This requires real-time synchronisation with the industrial robots and other sensors, including smart cameras with internal image processing algorithms and innovative lighting, all fully integrated in the control system. It provides the precision and microsecond synchronisation between all the automation components, from reading codes on the cells and packs for product identification to complex measurement tasks for quality assurance.
All of this supports moving each battery cell independently without needing rigid timing, providing higher levels of flexibility that can improve the efficiency of the manufacturing processes by up to 90%. Data from sensors across the factory floor is also fed back to the digital twin software for process optimisation and traceability.
Another key area of process automation is the application of adhesives, sealing compounds and thermal fillers, all with different viscosities and different mixing ratios.
Traditional glueing in automotive production uses one-component adhesives, which are cured in a furnace at about 160-180 ºC. Battery cells would not withstand this heat, so self-curing media or two-component adhesives are used, which undergo a chemical reaction after mixing and cure in the process.
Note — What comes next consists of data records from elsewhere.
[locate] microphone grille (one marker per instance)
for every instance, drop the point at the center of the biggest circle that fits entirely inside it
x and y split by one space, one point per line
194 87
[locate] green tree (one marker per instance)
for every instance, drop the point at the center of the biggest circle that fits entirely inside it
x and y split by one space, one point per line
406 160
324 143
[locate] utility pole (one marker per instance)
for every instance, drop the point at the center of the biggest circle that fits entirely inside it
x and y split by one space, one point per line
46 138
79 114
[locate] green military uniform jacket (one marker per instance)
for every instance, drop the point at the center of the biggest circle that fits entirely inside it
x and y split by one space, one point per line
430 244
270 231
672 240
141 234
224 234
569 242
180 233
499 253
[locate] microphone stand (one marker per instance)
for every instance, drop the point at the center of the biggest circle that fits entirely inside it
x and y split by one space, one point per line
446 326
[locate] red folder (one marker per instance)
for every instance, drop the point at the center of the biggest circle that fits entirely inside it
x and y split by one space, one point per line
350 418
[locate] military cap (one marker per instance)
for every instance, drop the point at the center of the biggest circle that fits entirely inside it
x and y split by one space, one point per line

In addition, thermal gap fillers with a thermal balancing rather than adhesive function are applied. This extends the service life and range of a battery.
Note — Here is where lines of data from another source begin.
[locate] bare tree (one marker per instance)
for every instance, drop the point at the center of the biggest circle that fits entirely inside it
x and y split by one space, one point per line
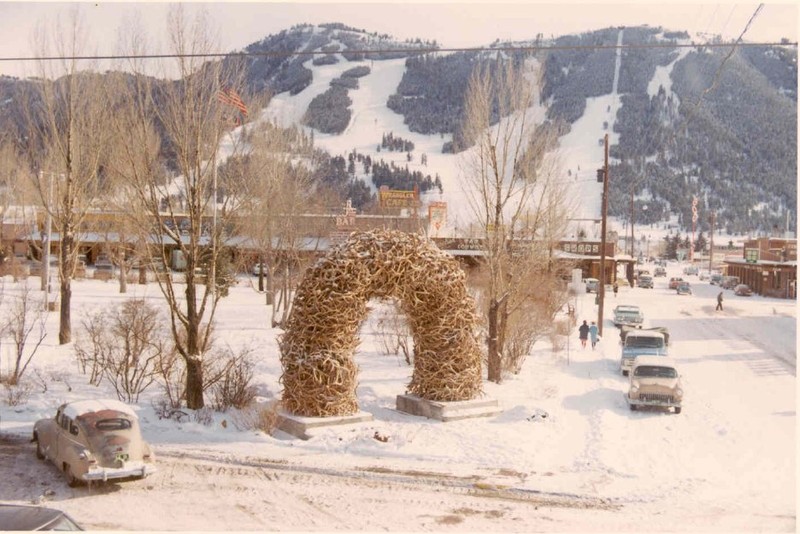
519 209
24 322
67 120
277 191
187 117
The individual cells in batteries are glued together to form the modules before being put into battery boxes. There is nothing new about using two component adhesives, it is used widely in other industries, but in the automotive sector they have only been used in small quantities in test vehicles and small-scale production.
Developments in the application technology play an important role in efficient large-volume processing. The technology needs to adapt flexibly to different viscosities and mixing ratios, as well as support thermal balancing in the battery through the application of thermal interface materials.
One-component adhesives are not sufficient for this. The battery packs in electric cars require protection, cooling and corrosion-resistant sealing. They also need the rigidity to withstand loads as a load-bearing component, and be crash-proof. Also required is a repair concept for detaching the glued covers without leaving any residue should a battery module need to be replaced.
Another example of the need for two-component adhesives is underbody protection. Here, a one-component material is applied first, then two-component adhesives with a thermal conduction function are often used in the next step, for glueing cooling ribs on the battery module.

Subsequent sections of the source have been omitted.